Chemical Engineering tackled the topic of Engineering Ethics IQ in a special discussion last year. They also sought the opinions and comments of readers regarding specific hypothetical cases in a survey aiming at discussing ethically charged situations.
The survey:
- Questioned the ethics of using a miniscule amount of a poisonous additive to a product.
- Considered whether or not to continue testing with a critical gasket potentially leaking.
- Addressed proper reporting and handling of waste.
- Covered insider information and vendor incentives.
- Examined acknowledging responsibility.
I’ll be interested to see the magazine’s survey results. In the meantime, I was inspired to look back at the NSPE Code of Ethics that notes, “Engineering has a direct and vital impact on the quality of life for all people. Accordingly, the services provided by engineers require honesty, impartiality, fairness, and equity, and must be dedicated to the protection of the public health, safety, and welfare.” The AIChE, too, strives to uphold and advance ethical thinking, reminding its members to use “their knowledge and skill for the enhancement of human welfare.”

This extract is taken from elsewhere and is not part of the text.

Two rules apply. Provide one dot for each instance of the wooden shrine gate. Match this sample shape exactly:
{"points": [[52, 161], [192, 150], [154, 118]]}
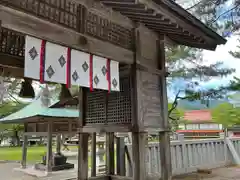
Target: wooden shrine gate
{"points": [[133, 33]]}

My thinking on this important topic was jogged on the golf course, as I mentioned previously, when I was thinking of the honesty of Brian Davis on the PGA Tour. Revisiting the coverage of that event for this blog, I came across an insightful New York Times opinion piece pointing out that Davis’s behavior highlighted “the refreshing contrast between golf and other sports.”

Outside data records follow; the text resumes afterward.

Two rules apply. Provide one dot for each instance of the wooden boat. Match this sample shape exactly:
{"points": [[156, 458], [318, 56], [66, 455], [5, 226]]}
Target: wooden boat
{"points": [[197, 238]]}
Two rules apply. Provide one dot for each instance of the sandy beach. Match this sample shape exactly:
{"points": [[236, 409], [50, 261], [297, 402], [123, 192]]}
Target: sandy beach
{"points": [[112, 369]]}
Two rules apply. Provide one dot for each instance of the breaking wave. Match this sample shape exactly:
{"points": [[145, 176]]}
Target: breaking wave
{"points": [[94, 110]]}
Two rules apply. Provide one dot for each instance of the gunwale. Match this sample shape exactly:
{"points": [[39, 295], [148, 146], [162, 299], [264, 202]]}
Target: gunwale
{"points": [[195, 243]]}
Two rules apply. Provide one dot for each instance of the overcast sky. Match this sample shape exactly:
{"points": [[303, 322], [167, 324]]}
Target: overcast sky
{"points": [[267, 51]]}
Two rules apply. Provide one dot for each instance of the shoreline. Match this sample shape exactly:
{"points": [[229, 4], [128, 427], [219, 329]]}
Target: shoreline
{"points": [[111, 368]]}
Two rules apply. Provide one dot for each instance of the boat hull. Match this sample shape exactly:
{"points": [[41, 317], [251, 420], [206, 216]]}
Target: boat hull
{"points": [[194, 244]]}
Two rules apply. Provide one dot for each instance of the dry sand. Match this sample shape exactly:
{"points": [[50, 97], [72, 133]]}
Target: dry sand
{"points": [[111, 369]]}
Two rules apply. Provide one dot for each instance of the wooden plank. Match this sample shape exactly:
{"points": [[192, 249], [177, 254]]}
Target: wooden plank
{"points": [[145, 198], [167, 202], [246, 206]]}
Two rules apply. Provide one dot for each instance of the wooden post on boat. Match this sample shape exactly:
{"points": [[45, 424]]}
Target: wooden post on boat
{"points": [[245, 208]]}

The columnist observed, “In other sports, players unabashedly claim to have (take your pick) made the catch, avoided the tag, cleanly blocked the shot, had both feet inbounds, etc., only to be overruled by officials or replay cameras.” Whereas, in 1925 golfer Bobby Jones shrugged off praise of his calling a similar penalty on himself by saying, “You may as well praise a man for not robbing a bank.”
This is how we, as chemical process engineers, ought to think as well. That ethical action is not a choice, but the only way to respond. Pressures at work — be they related to time, profitability, or reputation — cannot diminish the fact that ethical decision-making is always good professional sense.